La conversione digitale/analogica rappresenta l’operazione inversa di quella analogico/digitale.
Come per la conversione analogica/digitale, anche per questa tanto più elevato è il numero di bit, tanto migliore risulta la risoluzione del segnale analogico. Anche in questo caso ciò incide notevolmente sul costo del dispositivo ma è di fondamentale importanza quando si desidera ottenere un segnale analogico affetto da modesta incertezza e con elevata definizione.
Esistono diverse tipologie di convertitori con configurazioni più o meno complesse, a seconda del campo di applicazione, della frequenza di conversione dei dati, della precisione e stabilità richiesta.
Per capirne il principio di funzionamento, si utilizza il semplice convertitore D/A schematizzato in figura: è composto da:
- Una sorgente interna di tensione continua di riferimento Vr, precisa e stabilizzata.
- Un certo numero di interruttori analogici.
- Una rete di resistori di precisione di valori diversi per pesare i singoli bit.
- Un amplificatore operazionale sommatore.
Gli interruttori analogici devono essere comandati ai bit della parola da convertire (B0, B1, B2, B3).
Il principio di funzionamento è quello di far contribuire ad ogni bit della grandezza digitale da convertire una corrente proporzionale al suo “peso”.
Si realizza per questo una configurazione classica di amplificatore operazionale in configurazione di sommatore, con rete di resistenze contigue che stanno tra di loro in un rapporto di 2.
La resistenza associata al bit più significativo contribuirà, quando selezionata, con una corrente i.
Le correnti relative ai bit via via meno significativi saranno ½, 1/4, 1/8, 1/16… della corrente relativa al bit più significativo.
Se il bit è allo stato logico “1”, il ramo con la relativa resistenza sarà connesso dal commutatore analogico ad una tensione di riferimento stabilizzata Vr.
Se invece il bit è uno “0”, il ramo con la relativa resistenza sarà al riferimento di 0 volt.
Nel nodo “o” si sommano tutte le correnti provenienti dai singoli rami resistivi, determinando così in uscita all’operazionale la tensione associata al dato digitale in ingresso.
Rispetto alla conversione analogica/digitale, i tempi di conversione sono quasi istantanei.
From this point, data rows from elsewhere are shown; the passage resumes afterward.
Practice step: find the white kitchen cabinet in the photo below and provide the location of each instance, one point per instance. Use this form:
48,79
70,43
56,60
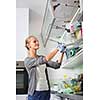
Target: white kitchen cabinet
22,31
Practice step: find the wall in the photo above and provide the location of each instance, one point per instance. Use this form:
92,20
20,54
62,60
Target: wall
22,30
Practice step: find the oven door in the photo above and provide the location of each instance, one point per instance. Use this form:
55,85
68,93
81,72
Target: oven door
21,81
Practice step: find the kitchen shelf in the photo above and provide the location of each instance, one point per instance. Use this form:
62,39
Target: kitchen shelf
74,61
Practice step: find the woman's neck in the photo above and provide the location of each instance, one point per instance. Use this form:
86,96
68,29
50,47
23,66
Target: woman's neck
33,54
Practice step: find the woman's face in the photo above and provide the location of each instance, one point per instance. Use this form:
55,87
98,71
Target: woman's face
34,43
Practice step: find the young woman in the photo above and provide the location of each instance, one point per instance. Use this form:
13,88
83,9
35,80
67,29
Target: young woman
36,65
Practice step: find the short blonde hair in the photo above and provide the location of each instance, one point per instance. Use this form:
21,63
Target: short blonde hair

Solo in casi particolari si ha la presenza di un transiente aperiodico (“glich”) sulla tensione in uscita: questo non è altro che un picco transitorio (positivo o negativo) di tensione indesiderato.
Ciò si si può verificare se la velocità di commutazione non è uguale per tutti i bit. Passando da una combinazione di bit in ingresso ad un’altra, finché tutti i bit non hanno finito di commutare, per un istante in ingresso al convertitore si può avere una combinazione di correnti errata.
In particolare, la soluzione più comunemente utilizzata consiste semplicemente nel mantenere costante l’ultimo campione in tutto l’intervallo di campionamento. Il dispositivo che realizza questa operazione si chiama mantenitore di ordine zero o ZOH (Zero Order Hold).
L’uscita viene filtrata con un filtro di ricostruzione (filtro “passa basso”) per eliminare gli spettri di frequenza ripetuti, dovuti alla discretizzazione temporale.
Qualora si debba utilizzare il convertitore connesso direttamente a carichi che presentino una bassa impedenza, è necessario prevedere uno stadio amplificatore di potenza (buffer).
Nei sistemi di controllo turbogas, quali il Suvimac, il convertitore fornisce il valore di riferimento ad una scheda di posizionamento analogica, quindi non necessita di tale buffer. La scheda di posizionamento acquisisce direttamente il segnale di posizione (feedback), lo confronta con il riferimento fornito dal convertitore D/A e l’errore viene mandato ad un circuito di controllo di tipo proporzionale.
È quest’ultimo circuito ad essere provvisto di un amplificatore che effettua anche la conversione tensione/corrente (le servovalvole MOOG hanno infatti le bobine, pilotate in corrente, di impedenza 1Kohm).